Benzodiazepines. Clinical features of memory disturbances produced by various benzodiazepines (triazolam, lorazepam, and diazepam) were described in the clinical manifestations section. Benzodiazepines are used for several indications besides their hypnotic action. For example, alprazolam has been used as an anxiolytic in minor surgical procedures, but it produces memory impairment at the dosages necessary to be clinically effective during oral surgery.

Although as a class, benzodiazepines act rapidly and are well tolerated, their use continues to be associated with issues such as dependence and memory impairment.

A randomized double-blind study with bromazepam showed that it can contribute to a reduced working memory load in areas related to attention processes although it produces higher cortical activation in areas associated with motor learning (13).

Beta-blockers and similar drugs. Lipophilic beta-blockers such as propranolol cause cognitive impairment.
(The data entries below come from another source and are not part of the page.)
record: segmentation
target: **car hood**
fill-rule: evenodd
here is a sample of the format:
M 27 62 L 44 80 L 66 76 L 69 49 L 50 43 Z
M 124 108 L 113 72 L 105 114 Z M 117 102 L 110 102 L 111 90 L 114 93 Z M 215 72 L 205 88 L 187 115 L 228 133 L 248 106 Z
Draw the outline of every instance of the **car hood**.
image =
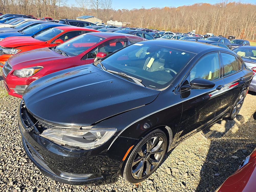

Hydrophilic beta-blockers such as atenolol can also cause neuropsychiatric side effects. Drugs with structural similarities to beta-blocker agents can also produce adverse neurologic effects.

Atenolol. There is a case report of a hypertensive man who developed memory impairment after 14-year therapy with atenolol (37). Other causes of memory impairment were ruled out and atenolol was replaced with a combination of amiloride and hydrochlorothiazide. One month later the patient showed 75% recovery, thus, confirming atenolol as the cause of memory impairment.

Propafenone. This antiarrhythmic drug has structural similarities to beta-blocker agents. Reported central nervous system effects include seizures, psychoses, confusion, dizziness, ataxia, headaches, tremor, and depression. Several cases of memory disturbances have been reported.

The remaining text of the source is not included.